Unlike English, which has almost completely lost the subjunctive it once had (especially in dialects spoken in the UK), Latin distinguishes it. Prototypically (i.e. most typically, in essence), the indicative expresses facts and the subjunctive expresses events that are or were hypothetical at some point. But then the language is seen allocating the subjunctive and the indicative to uses beyond these typical ones at seemingly random fashion. Latin, Spanish and French distinguish an indicative and subjunctive moods, but there's many differences between them on how they do it. For example, let's look at the typical subordinating conjunctions that mean 'after'. Spanish después (de) que
takes the subjunctive if it's a future action and the indicative if it's a past action (at least in the standard and in most dialects, any Argentinians in the forum are free to disagree).
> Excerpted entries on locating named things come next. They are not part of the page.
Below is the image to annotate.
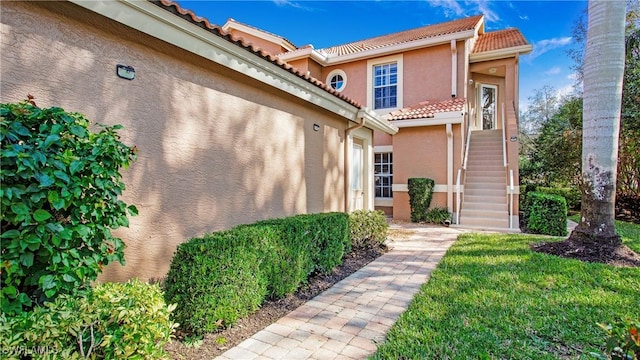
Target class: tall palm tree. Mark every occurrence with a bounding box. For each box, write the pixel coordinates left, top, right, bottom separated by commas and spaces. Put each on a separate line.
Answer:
569, 0, 626, 246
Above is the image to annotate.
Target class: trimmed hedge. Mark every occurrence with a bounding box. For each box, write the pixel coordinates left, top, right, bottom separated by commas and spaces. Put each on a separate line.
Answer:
163, 213, 350, 335
349, 210, 389, 249
0, 280, 177, 359
525, 191, 567, 236
425, 207, 451, 225
407, 178, 435, 222
536, 186, 582, 211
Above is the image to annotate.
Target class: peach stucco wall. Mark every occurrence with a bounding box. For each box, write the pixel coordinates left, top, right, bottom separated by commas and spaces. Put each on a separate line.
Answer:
393, 125, 462, 220
322, 41, 465, 107
1, 1, 347, 281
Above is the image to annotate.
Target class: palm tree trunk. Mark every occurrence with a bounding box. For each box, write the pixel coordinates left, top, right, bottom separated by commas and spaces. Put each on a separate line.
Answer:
570, 0, 626, 247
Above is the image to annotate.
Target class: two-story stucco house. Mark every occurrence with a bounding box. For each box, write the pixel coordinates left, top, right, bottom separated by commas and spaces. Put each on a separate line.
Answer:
0, 0, 397, 281
223, 15, 532, 229
0, 0, 531, 280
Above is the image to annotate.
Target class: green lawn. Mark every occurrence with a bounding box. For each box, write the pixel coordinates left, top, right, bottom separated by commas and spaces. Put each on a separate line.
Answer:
569, 215, 640, 253
372, 225, 640, 359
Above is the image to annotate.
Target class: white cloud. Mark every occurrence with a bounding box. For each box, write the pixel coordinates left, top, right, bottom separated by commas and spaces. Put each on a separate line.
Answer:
567, 72, 578, 81
556, 84, 575, 99
429, 0, 464, 17
424, 0, 500, 21
527, 36, 573, 60
544, 66, 562, 75
471, 0, 500, 22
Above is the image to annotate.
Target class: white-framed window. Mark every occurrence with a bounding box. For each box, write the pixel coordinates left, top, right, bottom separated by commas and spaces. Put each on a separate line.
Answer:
367, 55, 402, 114
327, 69, 347, 91
373, 152, 393, 198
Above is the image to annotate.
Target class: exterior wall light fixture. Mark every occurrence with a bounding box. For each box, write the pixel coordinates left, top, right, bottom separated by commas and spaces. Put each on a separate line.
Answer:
116, 64, 136, 80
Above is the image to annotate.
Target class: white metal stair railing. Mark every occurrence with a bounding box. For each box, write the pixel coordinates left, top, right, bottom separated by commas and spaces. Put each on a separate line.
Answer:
456, 108, 476, 225
501, 102, 515, 229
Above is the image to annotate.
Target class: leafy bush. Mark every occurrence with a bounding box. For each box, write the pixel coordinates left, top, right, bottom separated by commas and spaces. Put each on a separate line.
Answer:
407, 178, 435, 222
349, 210, 389, 249
525, 191, 567, 236
164, 213, 349, 335
163, 227, 270, 334
536, 186, 582, 211
0, 280, 177, 359
0, 101, 137, 314
593, 318, 640, 360
425, 207, 451, 224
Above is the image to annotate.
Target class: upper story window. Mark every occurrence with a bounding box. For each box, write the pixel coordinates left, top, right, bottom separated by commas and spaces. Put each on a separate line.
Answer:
373, 63, 398, 109
326, 70, 347, 91
373, 152, 393, 198
367, 55, 402, 114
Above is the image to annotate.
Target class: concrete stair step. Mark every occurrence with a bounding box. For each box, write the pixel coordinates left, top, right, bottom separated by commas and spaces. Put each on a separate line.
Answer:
460, 208, 509, 221
464, 199, 509, 212
467, 171, 506, 179
460, 213, 509, 229
467, 165, 506, 174
464, 181, 506, 192
462, 191, 507, 202
464, 190, 507, 198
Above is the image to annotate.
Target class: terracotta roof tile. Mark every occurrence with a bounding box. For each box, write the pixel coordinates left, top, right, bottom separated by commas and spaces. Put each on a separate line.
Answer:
318, 15, 482, 56
473, 28, 529, 53
227, 18, 298, 49
149, 0, 362, 109
387, 98, 467, 120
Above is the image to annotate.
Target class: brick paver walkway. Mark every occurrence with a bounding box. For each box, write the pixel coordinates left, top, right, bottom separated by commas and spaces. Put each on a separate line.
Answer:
217, 225, 465, 360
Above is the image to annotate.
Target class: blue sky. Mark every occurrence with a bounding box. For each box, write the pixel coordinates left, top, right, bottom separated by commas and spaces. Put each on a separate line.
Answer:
178, 0, 587, 111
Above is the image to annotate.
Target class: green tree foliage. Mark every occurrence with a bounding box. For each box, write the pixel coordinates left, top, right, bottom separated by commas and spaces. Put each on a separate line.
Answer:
0, 100, 137, 314
520, 0, 640, 198
617, 10, 640, 196
524, 96, 582, 186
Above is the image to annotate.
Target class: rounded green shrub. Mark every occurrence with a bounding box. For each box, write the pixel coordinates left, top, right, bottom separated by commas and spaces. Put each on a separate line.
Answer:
407, 178, 435, 222
349, 210, 389, 249
425, 207, 451, 225
0, 101, 137, 314
525, 191, 567, 236
0, 280, 177, 359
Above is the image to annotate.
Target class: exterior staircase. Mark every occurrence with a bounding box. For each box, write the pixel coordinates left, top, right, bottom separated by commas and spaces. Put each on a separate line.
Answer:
460, 130, 509, 229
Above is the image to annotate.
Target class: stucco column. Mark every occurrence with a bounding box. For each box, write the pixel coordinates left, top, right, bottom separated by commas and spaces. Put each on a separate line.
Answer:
446, 123, 453, 211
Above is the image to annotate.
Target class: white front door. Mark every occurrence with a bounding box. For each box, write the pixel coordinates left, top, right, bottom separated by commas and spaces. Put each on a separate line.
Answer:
349, 142, 364, 211
478, 84, 498, 130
Latin postquam
typically takes the indicative, but now and then can be seen before a subjunctive (post accidisset quam dedissem, Cic. Ad Att.
VI.3). Many French speakers (especially editors) insist that après que
takes the indicative, but in spoken language it very
commonly takes the subjunctive instead.
Bottom line: I don't think you should try to find real "explanations" for uses of the indicative and subjunctive, but just learn them?
Maybe the plebeians would use the indicative and the patricians the subjunctive.
Considering that both the indicative and the subjunctive survived in about every Romance language (even Sardinian
, the one Romance language that got rid of almost all tenses), I'd disagree.